Calorie Restriction Leads to More Very Small Embryonic-Like Stem Cells in Long-Lived Mice
Very small embryonic-like stem cells (VSELs) are supposed by some researchers to be a population of pluripotent stem cells that support adult tissues throughout life. Pluripotency, the capability to generate most or all of the cell types in the body, makes these stem cells potentially very useful in research and applications of regenerative medicine, where low-cost, reliable sources of large numbers of patient-matched cells for any tissue type are much in demand. The fewer steps along the way to obtaining that supply the better, so the prospect of obtaining pluripotent cells directly from a patient is attractive: that might eliminate the need to generate induced pluripotent stem cells or use some other reprogramming method.
Unfortunately there is some debate over whether VSELs exist at all, or at least in the form proposed by the various groups publishing papers on the topic. VSELs are not the only type of pluripotent stem cell thought to exist in adult tissue, and there are various other names given by various other research groups chasing much the same phenomenon. Independent replication of their work has been patchy however.

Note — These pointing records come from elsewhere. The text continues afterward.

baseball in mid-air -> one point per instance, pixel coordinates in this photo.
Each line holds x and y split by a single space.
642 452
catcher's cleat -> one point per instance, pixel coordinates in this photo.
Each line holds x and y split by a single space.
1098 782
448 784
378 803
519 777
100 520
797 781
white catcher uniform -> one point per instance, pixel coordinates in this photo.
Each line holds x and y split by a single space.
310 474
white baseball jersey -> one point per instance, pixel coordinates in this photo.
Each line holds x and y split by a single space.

This may all turn out to be a matter of cells choosing to alter their characteristics in response to circumstances at the end of the day, or the fact that it can sometimes take a few years for techniques in a new field to solidify and standardize. Given the amount of published work on putative pluripotent cells of various sorts in adult tissues I would be surprised to see it all come to nothing in the end, but there are clearly unexplained factors that make it difficult for the community to come to a consensus on this matter.

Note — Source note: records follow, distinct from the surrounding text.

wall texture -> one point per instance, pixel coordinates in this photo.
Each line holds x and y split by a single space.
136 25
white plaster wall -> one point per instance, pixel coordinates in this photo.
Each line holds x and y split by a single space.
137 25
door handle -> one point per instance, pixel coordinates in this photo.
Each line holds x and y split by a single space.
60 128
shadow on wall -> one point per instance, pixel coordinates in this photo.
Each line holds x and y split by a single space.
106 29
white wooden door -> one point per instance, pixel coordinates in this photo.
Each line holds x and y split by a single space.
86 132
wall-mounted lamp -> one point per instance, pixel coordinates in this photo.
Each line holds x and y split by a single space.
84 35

Here, for example, a research group are far enough down the road of working with VSELs to be comparing the details of their presence with and without calorie restriction in a long-lived mouse breed:
One of the proposed means of increasing life span is caloric restriction (CR). In support of this notion, it has been demonstrated that CR without malnutrition is an effective means to decelerate the aging process, increase median and maximum lifespan, as well as delay reproductive senescence in a variety of species, including mice.We recently reported that life span in experimental murine strains (e.g., Laron and Ames dwarf mice) correlates with the number of very small embryonic-like stem cells (VSELs) residing in adult tissues. Specifically, long-living murine strains with low levels of insulin-like growth factor 1 (IGF-1) circulating in peripheral blood (PB) display higher numbers of VSELs in bone marrow (BM) than age-matched normal control animals. The higher numbers of BM-residing VSELs in these animals also correlated with higher numbers of hematopoietic stem progenitor cells (HSPCs) in BM.

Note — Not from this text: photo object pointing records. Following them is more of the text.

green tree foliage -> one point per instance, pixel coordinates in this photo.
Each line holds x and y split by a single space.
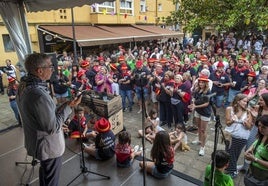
228 15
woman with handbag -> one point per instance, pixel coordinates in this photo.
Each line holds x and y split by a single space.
261 109
202 112
257 174
239 123
165 110
179 96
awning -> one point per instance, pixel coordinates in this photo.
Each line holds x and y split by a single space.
158 30
109 34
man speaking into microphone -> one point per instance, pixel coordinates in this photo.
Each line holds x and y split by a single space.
42 122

We envision that VSELs, which express several markers of pluripotency, are a population of early-development stem cells that, due to epigenetic changes in certain paternally imprinted genes involved in insulin/insulin-like growth factor signaling (IIS), are kept as a quiescent population of cells in adult tissues. Importantly, the epigenetic mechanism that attenuates VSELs responsiveness to IIS has a positive effect on maintaining their number in adult tissues. However, VSELS have the potential to become specified into more-differentiated tissue-committed stem cells (TCSCs) after reversing expression of imprinted genes to the somatic type. We also believe that VSELs most likely overlap with other types of early-development pluri/multipotent stem cells (e.g., spore-like stem cells, multipotent adult stem cells, or multipotent adult progenitor cells) in adult tissues described by other investigators.
Interestingly, a population of small cells corresponding to BM-purified VSELs has also been described in murine ovaries and testes. These ovary- and testis-residing VSELs have been postulated to be precursors of gametes both in mice and humans. We observed that long-living Laron dwarf mice, which we have demonstrated to have higher numbers of VSELs in BM, have the period of active ovulogenesis prolonged to an advanced age, and Laron dwarf mice older than 2 years can become pregnant and deliver healthy offspring.
Based on these observations and the well-known facts that CR lowers IGF-1 levels in PB and has a beneficial effect on life span in mice, we became interested in the effect of CR on the number of murine VSELs and HSPCs as well as on the morphology of ovaries and testes. In our studies, 4-week-old female and male mice were subject to CR by permitting feeding ad libitum (AL) only on alternate days for a period of 9 months.
Our data indicate that mice under CR have a higher number of BM- and spleen-residing as well as PB-circulating VSELs than control mice fed AL. CR also correlated with a higher number of HSPCs in hematopoietic tissues as well as with an increase in the number of primordial and primary follicles in ovaries. At the same time, however, no significant changes were observed in the testes of mice on CR. Thus, our data explain the positive effect of CR on longevity in mice by a novel early development stem cell related mechanism.